Countries in the top quartile of interpersonal trust actually spent 30% less time with a stringency index over 70 – meaning living with stay-at-home orders, school and workplace closures, and similar restrictions – than those in the bottom quartile. They also saw half as many deaths per capita in 2020 and 2021. In other words, societies in which people trust each other were able to get far more health benefit from looser restrictions.
But interestingly, this effect only holds for interpersonal trust, not for trust in governments. We do not see any difference in the stringency of restrictions applied in countries where citizens trust the government compared to countries where trust in the government is low.
Trust in other people is so important because many aspects of fighting a pandemic require collective action. The only way to break a chain of infection is if everyone takes part, for example by following the rules around social distancing. Individuals are much more likely to change their behaviour if they trust others to do so as well. After all, if you expect others to break the rules, why should you be the sucker still sitting at home?
In addition, trust may be particularly key for light-touch measures such as contact tracing and self-testing, which are likely to remain key elements of a “new normal” in many countries.
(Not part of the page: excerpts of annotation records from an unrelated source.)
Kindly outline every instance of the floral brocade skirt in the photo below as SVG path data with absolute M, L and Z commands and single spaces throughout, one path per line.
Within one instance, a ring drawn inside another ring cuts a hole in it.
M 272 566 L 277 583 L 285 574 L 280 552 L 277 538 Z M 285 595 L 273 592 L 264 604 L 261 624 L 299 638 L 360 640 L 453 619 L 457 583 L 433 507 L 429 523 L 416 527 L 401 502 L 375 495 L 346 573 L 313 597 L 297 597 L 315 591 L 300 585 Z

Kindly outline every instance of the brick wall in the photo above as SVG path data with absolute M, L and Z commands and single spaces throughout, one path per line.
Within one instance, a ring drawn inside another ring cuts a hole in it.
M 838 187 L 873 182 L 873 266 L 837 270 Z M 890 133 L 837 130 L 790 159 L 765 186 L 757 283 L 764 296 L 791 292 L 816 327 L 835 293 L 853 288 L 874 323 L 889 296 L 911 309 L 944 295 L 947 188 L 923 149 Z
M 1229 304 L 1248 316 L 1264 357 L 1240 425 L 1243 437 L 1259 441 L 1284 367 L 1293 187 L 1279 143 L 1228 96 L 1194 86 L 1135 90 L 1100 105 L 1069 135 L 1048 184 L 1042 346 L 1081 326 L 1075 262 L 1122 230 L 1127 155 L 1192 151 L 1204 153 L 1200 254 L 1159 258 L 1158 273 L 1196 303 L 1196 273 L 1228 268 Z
If you test positive, do you isolate yourself and help identify those you might have put at risk? If you trust others to do the same, you are more likely to do so.
We now know this kind of trust matters immensely. We also know it is in short supply. And, worse, we see evidence that it has fallen during the last two years. The most recent Edelman Global Trust Barometer found sharp declines in overall trust levels in countries such as the US, Germany, Australia and South Korea between 2021 and 2022. These results fit with decades of research showing declining levels of trust in institutions and trust in other people across the globe. These trends are bad news for future preparedness.
But there is hope. One of the most surprising findings in the report is that trust in co-workers and neighbours is up around the world. Many of us can think of anecdotes from the past two years when communities have come together to help each other, particularly during those uncertain first months. People organised food delivery for elderly neighbours and stood at their windows to cheer and clap in support of health workers. Through their response to crisis, people showed they could build trust.
The key lesson is that trust is not like some natural resource buried in the ground that some societies are lucky to have and that others can never get. Trust is something we all, individually and collectively, produce through our actions, behaviours, beliefs and institutions. That means it can be built up.
Governments and policymakers need to ask what can be done to further increase trust. Scholars have identified several key interventions that can promote trust by looking at changing levels of trust in societies across decades: reduce income inequality; fight misinformation on social media; trust people by communicating to them with transparency and honesty.
None of these things are easy, none are panaceas, and none depend on governments alone. But government policies and strategies can make them better – or worse. The research suggests that governments should take this seriously. Building trust can be just as important as investing in new vaccines or hospital beds. As we aim to build a better immune system for the body politic, long-term investments to build trust will be invaluable.